I work 7:30a – 5:30p. I generally eat right after, then have a few hours before I go to bed around 9:30 or 10:00. There are tons of activities going on so sometimes it’s tough to decide what to go to. Last night I went to a science lecture on seals. There are about 2 science lectures per week for about an hour each. The scientists will talk about what they’re doing there. No data is allowed and the talks are generally dumbed down a bit so that it’s understandable for us non-scientists. Last night I went to a talk on dogsledding in Antarctica. I had played Scrabble a few nights ago with the fellow who gave the talk. He’s an British mountaineer in his late 60’s and was a crackup during our game. I’m a little sore from the beating I received….”JIFF” on a triple word score gave him 75 points. Ouch. If only I got points for an assist as I was the one that set him up for that play. If it only worked that way. But I’m diverting from my thoughts here. This fellow, Shaun is here leading a team of researchers to where they need to go, keeping them from falling in a crevasse, etc. I met the PI (primary investigator) for that team on the flight here. She’s a geologist from Ohio State, studying how the ground is responding to less ice mass on top of it (or at least that was my interpretation of what she said). Drifting from my thoughts again here…the talk last night…Shaun talked about time exploring Antarctica in 1967-69 with a team of Brits. This was a time when dogs were allowed but women were not. Very interesting guy and a fun lecture. He had some great photos. Today I go tour the LDB (long duration balloon) during work. Remember, this is our safety talk for some reason. I let you know more about it next time.

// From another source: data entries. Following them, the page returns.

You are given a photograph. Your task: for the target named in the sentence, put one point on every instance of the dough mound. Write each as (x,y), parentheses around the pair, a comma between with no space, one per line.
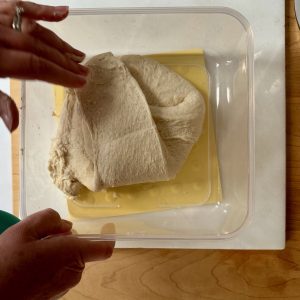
(135,121)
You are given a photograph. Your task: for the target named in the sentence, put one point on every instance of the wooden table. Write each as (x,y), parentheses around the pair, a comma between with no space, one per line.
(206,274)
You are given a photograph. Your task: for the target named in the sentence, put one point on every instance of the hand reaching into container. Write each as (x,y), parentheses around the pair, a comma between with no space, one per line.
(34,266)
(30,51)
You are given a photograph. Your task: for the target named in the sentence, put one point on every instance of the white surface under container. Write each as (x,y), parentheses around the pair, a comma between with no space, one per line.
(226,37)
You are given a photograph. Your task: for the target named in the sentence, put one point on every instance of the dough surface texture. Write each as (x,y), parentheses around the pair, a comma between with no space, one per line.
(135,121)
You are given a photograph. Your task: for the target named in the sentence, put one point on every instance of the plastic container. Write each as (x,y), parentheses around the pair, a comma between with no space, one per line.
(226,37)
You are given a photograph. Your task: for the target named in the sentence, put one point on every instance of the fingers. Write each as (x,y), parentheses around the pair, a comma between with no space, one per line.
(9,112)
(50,38)
(24,65)
(18,41)
(44,223)
(35,11)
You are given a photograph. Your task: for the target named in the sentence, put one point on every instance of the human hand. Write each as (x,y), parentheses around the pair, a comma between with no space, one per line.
(35,52)
(33,266)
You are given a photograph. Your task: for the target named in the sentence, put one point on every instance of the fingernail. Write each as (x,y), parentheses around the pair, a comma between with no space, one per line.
(9,112)
(61,11)
(84,70)
(66,225)
(75,57)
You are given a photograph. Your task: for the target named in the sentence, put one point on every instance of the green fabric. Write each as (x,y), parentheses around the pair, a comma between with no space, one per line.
(7,220)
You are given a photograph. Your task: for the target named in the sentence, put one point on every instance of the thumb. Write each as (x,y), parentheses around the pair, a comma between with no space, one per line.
(85,250)
(9,112)
(42,224)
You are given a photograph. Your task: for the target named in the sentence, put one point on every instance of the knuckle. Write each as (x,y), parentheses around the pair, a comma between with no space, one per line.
(51,213)
(37,65)
(75,279)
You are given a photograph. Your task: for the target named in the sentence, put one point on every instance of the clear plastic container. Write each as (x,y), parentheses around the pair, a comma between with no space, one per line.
(226,37)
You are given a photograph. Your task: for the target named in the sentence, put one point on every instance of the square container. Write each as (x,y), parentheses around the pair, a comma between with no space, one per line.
(226,37)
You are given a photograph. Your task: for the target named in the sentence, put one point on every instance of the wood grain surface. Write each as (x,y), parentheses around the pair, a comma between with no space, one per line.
(206,274)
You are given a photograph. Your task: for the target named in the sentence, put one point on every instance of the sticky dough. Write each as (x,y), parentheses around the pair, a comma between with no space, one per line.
(135,121)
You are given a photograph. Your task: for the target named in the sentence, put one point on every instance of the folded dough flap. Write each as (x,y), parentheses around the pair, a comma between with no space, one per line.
(112,136)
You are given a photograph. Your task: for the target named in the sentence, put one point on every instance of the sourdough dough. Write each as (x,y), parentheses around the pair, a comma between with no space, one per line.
(135,121)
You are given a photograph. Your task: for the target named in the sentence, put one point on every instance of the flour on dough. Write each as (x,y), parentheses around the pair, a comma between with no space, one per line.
(135,121)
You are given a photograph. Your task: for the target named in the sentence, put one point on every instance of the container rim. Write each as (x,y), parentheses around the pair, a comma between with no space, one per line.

So for those of you wanting to send me mail, here is my address:
[Participant’s Name], RPSC
PSC 469 Box 700
APO AP 96599-1035
For those not familiar, US Postal rates apply because of the APO address. Mail can be slow depending on a few things. Flat mail including padded envelopes come the fastest — 2 weeks from what I’m hearing. Boxes take longer. They’ve been backed up by 6-8 weeks but I hear they’re catching up. If you want ideas on things I need or would like, send me a message (preferrably email) and I’ll send you a few ideas. I’d be happy to send postcards too, if anyone would like an official stamped one from here.
I’ve added some photos to previous entries so take a second look when you get a chance. Adding photos is a bit of a pain and may need to find a better way.
Thanks to all for following along on my adventure.